Op dit album had Miles voor het eerst de kans om eens op een andere manier nummers te schrijven. ‘Normaal gesproken speelde je een nummer meteen met de band maar nu kwamen er steeds meer mensen bij en probeerden we het elke keer verschillend. Come Closer begon als een soort Gary Glitter glam rock nummer, alleen dat klonk niet echt als mezelf. Ik luisterde toen geloof ik een beetje teveel Kasabian en wilde daarop lijken. Better Left Invisible, die best upbeat is, begon juist heel langzaam als een slow-picking Lee Hazelwood.’
Miles Kane voelt zich inmiddels een ander persoon dan hij was voor het maken van Colour of the Trap. ‘Ik ging er zo hard door werken en werd beter in gitaar spelen en zingen. Ik heb zoveel geleerd over muziek en over mezelf.

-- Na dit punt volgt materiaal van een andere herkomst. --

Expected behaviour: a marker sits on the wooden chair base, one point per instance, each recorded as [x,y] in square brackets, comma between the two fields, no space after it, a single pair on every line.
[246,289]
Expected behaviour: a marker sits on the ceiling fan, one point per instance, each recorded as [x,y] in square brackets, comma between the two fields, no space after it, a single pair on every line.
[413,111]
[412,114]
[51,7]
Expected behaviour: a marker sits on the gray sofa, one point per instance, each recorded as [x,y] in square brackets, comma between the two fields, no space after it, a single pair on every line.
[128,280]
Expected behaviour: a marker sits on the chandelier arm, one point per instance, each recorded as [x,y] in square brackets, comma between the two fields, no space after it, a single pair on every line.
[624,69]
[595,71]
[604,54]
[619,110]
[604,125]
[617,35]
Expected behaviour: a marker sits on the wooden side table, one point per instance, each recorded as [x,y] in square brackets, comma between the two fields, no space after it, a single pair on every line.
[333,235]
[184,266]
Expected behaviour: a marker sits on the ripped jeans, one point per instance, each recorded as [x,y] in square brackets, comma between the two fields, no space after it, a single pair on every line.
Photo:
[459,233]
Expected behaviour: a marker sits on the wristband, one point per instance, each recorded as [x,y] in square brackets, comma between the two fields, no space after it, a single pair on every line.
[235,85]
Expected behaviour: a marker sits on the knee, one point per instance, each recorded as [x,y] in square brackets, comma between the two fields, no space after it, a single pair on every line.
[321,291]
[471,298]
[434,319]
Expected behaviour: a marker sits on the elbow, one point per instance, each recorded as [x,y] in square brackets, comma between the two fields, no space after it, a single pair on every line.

Op dit moment heb ik al m’n maten in de band, het is zo goed live en zo gaaf. Ik weet dat ik een solo artiest ben maar ik ben de enige solo artiest die echt rockt zoals wij dat doen. Ik wil niet arrogant klinken hoor maar dat is gewoon de waarheid.’ Als voorprogramma voor de Arctic Monkeys en Beady Eye heeft Miles het voordeel gehad te mogen spelen voor gelijksoortig publiek. ‘Er is veel liefde daar’ zegt hij. Arrogant of niet Miles Kane blijft ook maar een normale jongen. Het eerste wat hij namelijk gaat doen als hij thuis komt van tour is weer eens aanschuiven bij z’n moeder voor een lekkere maaltijd. Maar eerst natuurlijk rocken en nieuwe nummers schrijven, want ‘des te drukker ik ben des te meer ik wil schrijven. Ik heb al het één en ander achter de hand’, aldus Miles.